Peter holds a long tube made of blue cardboard, with a lid, under his arm.

“I’m bringing a message.”

“That big? About the girlfriend who works with him? You’re begging him to help you with your unrequited love, to prescribe an elixir? Tubes for unwanted maps or diplomas, like this one, could also be used for a papyrus with the magic formula for love.”

“I am bringing him a gift. A rare engraving. I bought it for him.”

“Ah, a gift. Of gratitude. Conventions from the old world. Noblesse … how did you say?”

“Noblesse oblige.”

“Yes, yes, oblige. Something other than Ein Man ein Wort. Now I understand. Something else altogether.”

“Not altogether.”

“Gratitude for treatment.”

“Not only.”

“You were saying it was a message. The message is separate?”

“Separate. But the gift is also a message. The letter is another message.”

“Aha, about your friend.”

“About a friend. A mutual friend.”

“Aha. Something pleasant or unpleasant?”

“Unpleasant.”

“One warm, one cold. The gift as a thanks, the message as poison.”

“Something like that.”

To the right of the hospital, traffic, cars, taxis, ambulances. “We’re here, I think we’re here. Now where are we going?”

“Ahead, just a little farther. We’ll pass the intersection, the first building after the intersection is Koch’s office. Avicenna.”

Lyova stops in front of the clinic. Peter has his money ready, he counts it, he doesn’t want to give too much, it would offend the Soviet.

“Thank you, Lyova.

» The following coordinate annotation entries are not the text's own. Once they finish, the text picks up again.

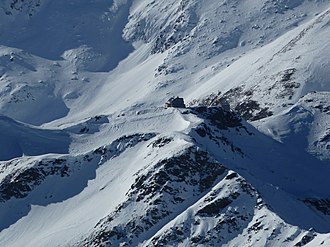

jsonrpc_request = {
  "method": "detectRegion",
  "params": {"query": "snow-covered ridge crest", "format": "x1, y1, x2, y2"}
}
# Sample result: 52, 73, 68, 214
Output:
0, 0, 330, 247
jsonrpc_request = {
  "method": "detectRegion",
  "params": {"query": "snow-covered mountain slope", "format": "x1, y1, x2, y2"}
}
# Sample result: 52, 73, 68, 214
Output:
0, 0, 330, 246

You’re a man of your word.”

“I am. Whenever you need me. You have my phone number.”

“Yes, I have it. I took it down, I won’t lose it.”

Abruptly, he changes his mind.

“In fact, wait for me. I’ll be right back and we’ll go.”

“Where, to Eastern Europe?”

“No, to Penn Station. The train leaves in an hour.”

“The big city tires you out, you come and you run.”

“It enchants me. There isn’t another like it in the whole world. The City on the Moon. But I’m in a hurry. A big hurry.”

Peter enters the little waiting room, full of patients, doesn’t look around, two steps to the window where little Spanish Dora sits in vigil. He hands her the tube, shows her the white ticket on the blue tube, where it says “Dr. Koch — Avicenna.” He turns on his heels.

Lyova is at his post, the train is at its post, America functions perfectly, Peter disappears.

Gora also has Boltanski’s number. “Use it whenever you need, it will remind you of our youth!” Peter would say. He’d never used it and he had no idea that, right before disappearing, Peter had traveled in Lyova’s yellow cab.